Secure IoT depends on IP protection

Microchip 1As engineers explore the internet-of-things, purchasers need to ensure the security of intellectual property throughout the procurement and programming process. MicrochipDirect global sales manager, Martin Warmington, explain.

As IoT moves from small proprietary networks into mass applications in the consumer, enterprise, industrial and other markets, the potential reward for attackers is also increasing. From a technical perspective, there are established cryptographic and non-cryptographic methods for in-field protection of IoT networks and the data that they transmit. From a purchasing perspective, however, the security strategies are less clearly defined.

If the experience of off-shore manufacturing has taught the industry anything, it is that the process of protecting IP should not start when the final product hits the streets. Counterfeiting, reverse engineering and IP theft can occur on the production line or within an insecure supply chain, making security critical throughout production.

Supplier evaluation
One of the most effective ways to protect IP is for buyers to make security a natural extension of the procurement and supplier evaluation process. The main priority is to check that the component manufacturer has complete control over the manufacturing and programming process. While there are some excellent third-party programming houses, each new link in the supply chain potentially injects additional risk. All companies involved in the supply chain should therefore have appropriate industry standard accreditations, such as those for the medical and automotive sectors, to ensure compliance for the end-product.

For MicrochipDirect, protecting customers’ code for PIC microcontrollers means that all programming is carried out in a dedicated in-house programming centre. This high level of control helps to ensure security for the code and for the microcontrollers during final assembly and programming.

Maintaining anonymity
Customer anonymity throughout programming can also make IP theft considerably harder. This starts with the customer uploading the device code as a 256kB encrypted hex file, via the company website. From here, the customers’ name is replaced by a barcode before the file is sent to the in-house programming facility. During programming, the barcode is the only means of identification, concealing the customer name and ensuring a more secure process. The customer’s name is entered back into the process only at the point when the components are ready to be despatched.

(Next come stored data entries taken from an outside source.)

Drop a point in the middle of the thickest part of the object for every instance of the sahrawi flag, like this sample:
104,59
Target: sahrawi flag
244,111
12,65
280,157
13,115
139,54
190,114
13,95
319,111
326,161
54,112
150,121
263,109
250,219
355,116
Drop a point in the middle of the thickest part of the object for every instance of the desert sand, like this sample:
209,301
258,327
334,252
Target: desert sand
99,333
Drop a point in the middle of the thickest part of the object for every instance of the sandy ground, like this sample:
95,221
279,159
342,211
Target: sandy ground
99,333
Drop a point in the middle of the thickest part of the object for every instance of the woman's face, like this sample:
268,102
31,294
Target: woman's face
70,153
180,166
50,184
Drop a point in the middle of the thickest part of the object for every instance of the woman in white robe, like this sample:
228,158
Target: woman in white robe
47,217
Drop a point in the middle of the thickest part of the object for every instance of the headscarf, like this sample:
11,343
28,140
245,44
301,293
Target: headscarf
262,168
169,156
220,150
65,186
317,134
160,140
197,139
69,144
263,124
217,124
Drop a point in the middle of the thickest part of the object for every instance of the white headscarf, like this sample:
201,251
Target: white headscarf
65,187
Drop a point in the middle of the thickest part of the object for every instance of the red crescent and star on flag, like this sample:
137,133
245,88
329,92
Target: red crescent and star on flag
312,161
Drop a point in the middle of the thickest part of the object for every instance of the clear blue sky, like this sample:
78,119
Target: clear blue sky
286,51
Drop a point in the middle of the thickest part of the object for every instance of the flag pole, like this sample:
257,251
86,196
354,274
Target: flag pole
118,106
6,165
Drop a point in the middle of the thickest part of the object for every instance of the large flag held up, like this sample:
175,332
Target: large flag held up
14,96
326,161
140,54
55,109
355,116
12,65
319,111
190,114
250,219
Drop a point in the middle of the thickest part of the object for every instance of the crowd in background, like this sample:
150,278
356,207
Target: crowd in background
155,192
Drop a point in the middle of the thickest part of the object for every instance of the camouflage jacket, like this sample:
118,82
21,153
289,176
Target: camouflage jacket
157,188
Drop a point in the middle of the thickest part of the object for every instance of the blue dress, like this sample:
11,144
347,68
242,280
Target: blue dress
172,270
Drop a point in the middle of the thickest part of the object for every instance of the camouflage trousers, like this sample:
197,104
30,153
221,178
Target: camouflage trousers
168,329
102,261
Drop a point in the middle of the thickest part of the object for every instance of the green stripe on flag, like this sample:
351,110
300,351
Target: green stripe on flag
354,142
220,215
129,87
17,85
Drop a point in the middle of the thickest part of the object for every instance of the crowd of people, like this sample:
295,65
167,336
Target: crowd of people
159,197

Some customers take anonymity a stage further by removing or replacing the Microchip markings on the device itself. Rather than using the Microchip logo and other identifying marks, the component is anonymised with custom markings, making it unidentifiable as an original Microchip component. This helps to prevent IP theft through reverse engineering of the end-product. For added protection, these custom markings always include a date and trace code. Primarily used by volume customers, this service can be accessed via Microchip’s distribution network as well as through the MicrochipDirect website.

A custom finish
While some customers want anonymity for the components used in their end-products, others prefer custom branding. This can include adding customer labels to components during the finishing process, which not only effectively camouflages the original source of the device, but can also help original equipment manufacturers to enhance the brand value of their end-products.

Finally, programming components at the end of the production process offers further procurement advantages. By purchasing a microcontroller ex-stock from MicrochipDirect and adding programming as part of the order, the only lead time is that required for the parts to be programmed. This eliminates any additional lead time incurred while the device is being manufactured and allows devices to be labelled as per customer specifications. Programming can be applied to all parts on a purchase order, or for a smaller batch of parts within a larger order.

IP and IoT
Although estimates vary, there seems to be a consensus that the current growth in IoT applications will develop into a multi-billion-dollar industry over the next five years. Securing the IP for IoT end-products will require the combined efforts of component manufacturers, as well as OEM design and procurement teams, to prevent IoT opportunity from transforming into an IoT threat.